Various factors play a role in the regulation of PGC-1α, e.g., the transcription of PGC-1α is upregulated by forkhead box class-01 (FoxO1), myocyte enhancer factor 2 (MEF2), activating transcription factor 2 (ATF2), and cyclic AMP response element-binding protein (CREB). These upstream factors are induced by several extracellular stimuli such as stress, exercise, or cytokines [32,34]. Early-phase mediators of inflammation, such as the tumor necrosis factor α (TNFα), interleukin-4, and interferon-γ, regulate PGC-1α gene expression. Nuclear factor-kappa B (NF-κB), mitogen-activated protein kinase (MAPK), or Akt serine/threonine kinase (protein kinase B; Akt; PKB) have a mediating effect on these signaling pathways as well [35].

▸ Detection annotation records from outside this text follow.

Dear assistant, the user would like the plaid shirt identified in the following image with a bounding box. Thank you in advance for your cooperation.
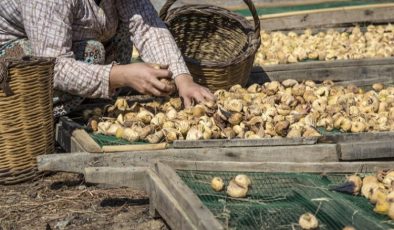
[0,0,189,98]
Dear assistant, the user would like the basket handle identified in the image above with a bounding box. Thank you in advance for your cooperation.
[160,0,260,40]
[0,62,14,97]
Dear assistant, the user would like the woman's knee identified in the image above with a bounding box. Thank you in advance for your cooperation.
[72,40,105,65]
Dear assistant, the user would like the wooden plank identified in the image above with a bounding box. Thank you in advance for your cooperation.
[174,0,350,10]
[102,143,168,153]
[164,160,394,173]
[84,167,147,191]
[72,129,103,153]
[55,123,71,152]
[319,132,394,143]
[146,170,198,229]
[338,139,394,160]
[254,57,394,72]
[258,4,394,31]
[37,152,152,174]
[153,163,224,230]
[37,144,338,173]
[70,137,86,153]
[266,65,394,81]
[251,65,394,82]
[172,137,318,148]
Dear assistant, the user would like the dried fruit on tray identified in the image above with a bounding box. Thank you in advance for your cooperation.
[255,24,394,65]
[333,170,394,220]
[85,79,394,143]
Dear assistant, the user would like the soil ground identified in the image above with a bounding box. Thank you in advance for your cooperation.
[0,173,168,230]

p38 MAPK activates MEF2 and ATF2, both of which stimulate PGC-1α expression. Exercise increases Ca²⁺ levels, leading to the activation of MEF and CREB factors via calcineurin A and Ca²⁺/calmodulin-dependent protein kinase 2 (CAMK2) [32,37]. Activation of 5′ adenosine monophosphate-activated protein kinase (AMPK) via CAMK2 is promoted by calcium ions [38]. FoxO1 and Akt are activated by insulin, whereas glucagon (via glucagon receptor) and cold temperature (via β3-adrenergic receptor; β-AR) stimulate protein kinase A (PKA), which subsequently promotes CREB-mediated transcription [32]. In summary, the combination of a variety of response factors, integrating environmental and intracellular stimuli, controls the PGC-1α gene expression [36].

Class II histone deacetylases (HDACs) inhibit the MEF2 transcription factor and indirectly regulate PGC-1α gene expression. In HDAC-negative mouse models, MEF2 activity was increased, resulting in enhanced skeletal muscle development (endurance and resistance to fatigue) [39]. This observation may be related to an increase in the PGC-1α expression [36].

Recruitment of RNA polymerase II to the PGC-1α promoter is inhibited by its phosphorylation by cyclin-dependent kinase 9 [40]. In addition, transcription factors EB (TFEB)and E3 (Tfe3), have been reported to directly regulate the PGC-1α gene [41].

In addition, various epigenetic modifications of the PGC-1α promoter regulate PGC-1α gene expression [42]. Barrès et al. showed that promoter methylation in muscle cells by DNA methyltransferase 3B (DNMT3B) leads to the repression of the PGC-1α gene in the presence of high levels of FA [43]. This is relevant with respect to the involvement of PGC-1α in the control of mitochondrial biogenesis and the regulation of mitophagy [33,44]. Aging and inflammation, which are often associated with an increase in ROS, also affect PGC-1α gene expression.

AMPK, MAPK, Akt, S6 kinase, and glycogen synthase kinase 3β (GSK3β) are the major and best-described protein kinases that target PGC-1α for posttranslational phosphorylation (Figure 2B) [32,45].

AMPK is activated when the cellular AMP/ATP ratio increases. It is, therefore, a key enzyme in mitochondrial energy homeostasis. Increased AMPK activity results in the inhibition of cell growth, proliferation, and anabolic processes such as lipid synthesis [46]. Specifically, AMPK binds to PGC-1α in muscle cells and phosphorylates Thr177 and Ser538. This phosphorylation increases the transcriptional activity of PGC-1α. Furthermore, these phosphorylations are required for AMPK-induced gene expression of mitochondrial genes, glucose transporter 4 (GLUT4), and PGC-1α itself [47]. In addition, increased protein stability is a result of the p38 MAPK-induced phosphorylation of PGC-1α at Thr262, Ser265, and Thr298 [32]. In conclusion, cellular energy balance is primarily regulated by the AMPK/PGC-1α axis, which largely controls mitochondrial energy metabolism. This balance can be disrupted by chronic overnutrition, which triggers the shutdown of AMPK expression and leads to impaired PGC-1α activity, resulting in mitochondrial dysfunction [15,47].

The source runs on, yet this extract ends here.